Is there a way to make sure indexes are used even if the data is accessed threw a procdure?

Thank you

--
while (e) { kyoatie(); }

Re: Using indexes through a plpgsql procedure

From
"Peter J. Holzer"
Date:
On 2021-04-07 12:15:37 +0100, Ciaran Doherty wrote:
> As a quick question. Can Postgres make use of indexes on a table when the data
> from that table is being returned from a procedure?
>
> Some more details. I have a big table which has a long running query running on
> it. This table gets rebuilt from scratch on a weekly basis. Currently, I cannot
> update/replace the table in a timely manner, I have to wait for the long
> running queries to finish before we can update the table (the total time can be
> 5+ hours).
>
> I am currently trying to build a procedure which will return data from the
> latest version of the table (by dynamically choosing the table name, something
> like
> https://stackoverflow.com/questions/35559093/
> how-to-use-variable-as-table-name-in-plpgsql)

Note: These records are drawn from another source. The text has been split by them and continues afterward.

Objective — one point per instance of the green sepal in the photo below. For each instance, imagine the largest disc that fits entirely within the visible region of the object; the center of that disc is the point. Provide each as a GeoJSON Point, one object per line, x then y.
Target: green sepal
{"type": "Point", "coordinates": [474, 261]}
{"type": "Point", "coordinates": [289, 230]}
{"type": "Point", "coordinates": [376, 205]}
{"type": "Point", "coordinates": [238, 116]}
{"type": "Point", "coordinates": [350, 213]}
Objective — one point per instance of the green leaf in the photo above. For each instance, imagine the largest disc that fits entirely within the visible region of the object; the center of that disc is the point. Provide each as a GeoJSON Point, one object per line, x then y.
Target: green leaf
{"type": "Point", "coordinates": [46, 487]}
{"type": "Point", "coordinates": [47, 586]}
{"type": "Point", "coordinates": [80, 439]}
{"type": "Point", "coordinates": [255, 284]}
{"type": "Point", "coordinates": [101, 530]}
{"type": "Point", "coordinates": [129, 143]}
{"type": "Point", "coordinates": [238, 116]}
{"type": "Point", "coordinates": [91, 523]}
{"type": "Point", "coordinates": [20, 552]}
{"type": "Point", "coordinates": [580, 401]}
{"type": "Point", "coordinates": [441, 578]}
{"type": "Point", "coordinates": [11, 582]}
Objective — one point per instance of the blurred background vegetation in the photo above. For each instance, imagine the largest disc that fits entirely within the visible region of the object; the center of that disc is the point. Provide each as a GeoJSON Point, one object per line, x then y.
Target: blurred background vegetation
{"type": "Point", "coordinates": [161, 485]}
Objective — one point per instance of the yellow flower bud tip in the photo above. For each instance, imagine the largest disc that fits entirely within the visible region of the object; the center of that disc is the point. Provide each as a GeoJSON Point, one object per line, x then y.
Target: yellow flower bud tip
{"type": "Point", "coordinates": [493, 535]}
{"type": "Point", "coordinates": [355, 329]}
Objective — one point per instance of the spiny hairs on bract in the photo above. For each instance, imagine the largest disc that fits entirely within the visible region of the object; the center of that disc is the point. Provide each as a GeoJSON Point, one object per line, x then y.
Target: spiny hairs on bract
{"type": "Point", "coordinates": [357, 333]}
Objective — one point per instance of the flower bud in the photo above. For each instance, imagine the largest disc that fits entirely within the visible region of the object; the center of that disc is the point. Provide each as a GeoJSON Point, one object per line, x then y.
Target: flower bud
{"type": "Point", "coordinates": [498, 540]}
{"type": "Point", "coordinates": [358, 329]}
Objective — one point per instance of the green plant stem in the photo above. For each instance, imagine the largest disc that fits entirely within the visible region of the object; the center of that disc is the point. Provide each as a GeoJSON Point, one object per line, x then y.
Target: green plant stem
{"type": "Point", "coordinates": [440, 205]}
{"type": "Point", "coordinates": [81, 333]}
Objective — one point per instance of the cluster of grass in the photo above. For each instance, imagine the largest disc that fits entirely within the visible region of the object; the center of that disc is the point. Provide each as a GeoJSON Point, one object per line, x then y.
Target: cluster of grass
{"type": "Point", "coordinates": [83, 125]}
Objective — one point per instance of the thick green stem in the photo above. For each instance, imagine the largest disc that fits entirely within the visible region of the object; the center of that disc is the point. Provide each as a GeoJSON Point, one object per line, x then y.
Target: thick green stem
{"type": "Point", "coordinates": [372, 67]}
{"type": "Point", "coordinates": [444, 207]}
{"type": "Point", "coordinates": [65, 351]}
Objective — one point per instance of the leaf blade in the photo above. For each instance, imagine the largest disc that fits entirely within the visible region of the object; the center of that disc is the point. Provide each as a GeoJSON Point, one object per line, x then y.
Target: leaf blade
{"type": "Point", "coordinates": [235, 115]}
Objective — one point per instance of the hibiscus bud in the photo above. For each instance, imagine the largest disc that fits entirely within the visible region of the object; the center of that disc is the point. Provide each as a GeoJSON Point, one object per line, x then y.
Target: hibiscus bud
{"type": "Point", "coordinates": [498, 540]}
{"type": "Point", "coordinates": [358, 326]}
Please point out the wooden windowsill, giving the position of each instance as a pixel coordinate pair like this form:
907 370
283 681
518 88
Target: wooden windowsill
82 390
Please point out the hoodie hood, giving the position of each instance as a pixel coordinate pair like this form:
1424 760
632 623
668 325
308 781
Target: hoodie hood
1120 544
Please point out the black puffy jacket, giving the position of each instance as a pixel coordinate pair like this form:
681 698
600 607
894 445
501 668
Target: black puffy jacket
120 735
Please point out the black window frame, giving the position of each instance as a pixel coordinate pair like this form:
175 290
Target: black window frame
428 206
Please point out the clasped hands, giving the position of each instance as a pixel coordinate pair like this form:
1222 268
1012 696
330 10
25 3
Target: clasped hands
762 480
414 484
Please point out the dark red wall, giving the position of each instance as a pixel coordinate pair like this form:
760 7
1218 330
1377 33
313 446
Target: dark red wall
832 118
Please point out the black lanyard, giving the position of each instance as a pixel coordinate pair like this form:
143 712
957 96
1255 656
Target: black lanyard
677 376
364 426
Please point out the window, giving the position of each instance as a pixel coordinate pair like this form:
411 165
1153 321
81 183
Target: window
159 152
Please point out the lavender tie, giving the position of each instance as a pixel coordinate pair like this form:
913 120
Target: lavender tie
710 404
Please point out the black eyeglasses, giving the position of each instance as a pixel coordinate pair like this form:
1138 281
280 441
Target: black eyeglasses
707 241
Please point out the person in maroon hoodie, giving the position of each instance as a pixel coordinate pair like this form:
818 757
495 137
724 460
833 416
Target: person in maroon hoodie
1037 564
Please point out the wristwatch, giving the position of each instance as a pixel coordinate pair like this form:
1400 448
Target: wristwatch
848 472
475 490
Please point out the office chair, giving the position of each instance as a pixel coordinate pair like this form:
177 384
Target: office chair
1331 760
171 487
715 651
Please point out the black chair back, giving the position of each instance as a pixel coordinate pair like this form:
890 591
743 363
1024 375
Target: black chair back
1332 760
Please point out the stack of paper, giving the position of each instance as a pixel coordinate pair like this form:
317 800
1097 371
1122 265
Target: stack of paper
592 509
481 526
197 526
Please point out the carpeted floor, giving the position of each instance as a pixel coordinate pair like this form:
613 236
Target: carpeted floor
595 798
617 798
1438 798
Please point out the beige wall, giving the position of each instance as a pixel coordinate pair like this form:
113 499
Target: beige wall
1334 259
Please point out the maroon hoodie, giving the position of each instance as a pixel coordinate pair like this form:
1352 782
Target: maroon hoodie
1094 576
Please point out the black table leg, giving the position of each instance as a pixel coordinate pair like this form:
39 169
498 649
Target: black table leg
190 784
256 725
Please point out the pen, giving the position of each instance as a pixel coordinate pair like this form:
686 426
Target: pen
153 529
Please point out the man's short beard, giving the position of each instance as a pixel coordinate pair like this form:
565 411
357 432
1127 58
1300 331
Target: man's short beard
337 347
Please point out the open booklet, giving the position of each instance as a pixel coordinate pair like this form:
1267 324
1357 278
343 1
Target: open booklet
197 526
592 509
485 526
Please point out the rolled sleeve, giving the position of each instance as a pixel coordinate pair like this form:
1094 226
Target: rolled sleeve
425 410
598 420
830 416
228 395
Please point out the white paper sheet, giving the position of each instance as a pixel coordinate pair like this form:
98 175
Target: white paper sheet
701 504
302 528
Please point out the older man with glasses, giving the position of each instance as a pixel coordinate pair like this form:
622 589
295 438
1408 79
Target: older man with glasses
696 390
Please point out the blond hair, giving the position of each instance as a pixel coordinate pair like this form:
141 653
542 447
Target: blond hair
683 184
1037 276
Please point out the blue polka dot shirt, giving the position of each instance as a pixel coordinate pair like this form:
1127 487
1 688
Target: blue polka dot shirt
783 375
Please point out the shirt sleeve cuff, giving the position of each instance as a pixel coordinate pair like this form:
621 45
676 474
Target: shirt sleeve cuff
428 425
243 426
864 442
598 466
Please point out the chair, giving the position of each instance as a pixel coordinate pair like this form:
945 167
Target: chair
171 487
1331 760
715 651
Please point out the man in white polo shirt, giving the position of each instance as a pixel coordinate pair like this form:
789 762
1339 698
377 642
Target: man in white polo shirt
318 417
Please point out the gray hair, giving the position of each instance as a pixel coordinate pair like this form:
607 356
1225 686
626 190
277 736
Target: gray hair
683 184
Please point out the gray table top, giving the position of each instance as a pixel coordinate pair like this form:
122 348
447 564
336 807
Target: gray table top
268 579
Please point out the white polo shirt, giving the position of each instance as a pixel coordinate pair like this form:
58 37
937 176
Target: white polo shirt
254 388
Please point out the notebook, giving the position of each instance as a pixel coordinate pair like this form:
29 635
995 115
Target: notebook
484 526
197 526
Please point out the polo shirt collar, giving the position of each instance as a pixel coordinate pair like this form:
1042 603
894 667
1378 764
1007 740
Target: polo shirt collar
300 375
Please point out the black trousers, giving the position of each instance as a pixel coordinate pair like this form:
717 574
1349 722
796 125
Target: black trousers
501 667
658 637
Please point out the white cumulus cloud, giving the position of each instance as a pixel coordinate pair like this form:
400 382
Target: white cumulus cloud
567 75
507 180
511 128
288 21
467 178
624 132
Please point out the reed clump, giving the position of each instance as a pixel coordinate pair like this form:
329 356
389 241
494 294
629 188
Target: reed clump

So you are creating a new table for each update and drop older tables
after some time? And your procedure just returns data from the newest
table?


>   . To get a consistent return type I am having to use the `create
> type`  to build a custom return type. The problem (I think) I am
> having is that the indexes on the underlying tables are not usable
> after calling this procedure
>
> (e.g.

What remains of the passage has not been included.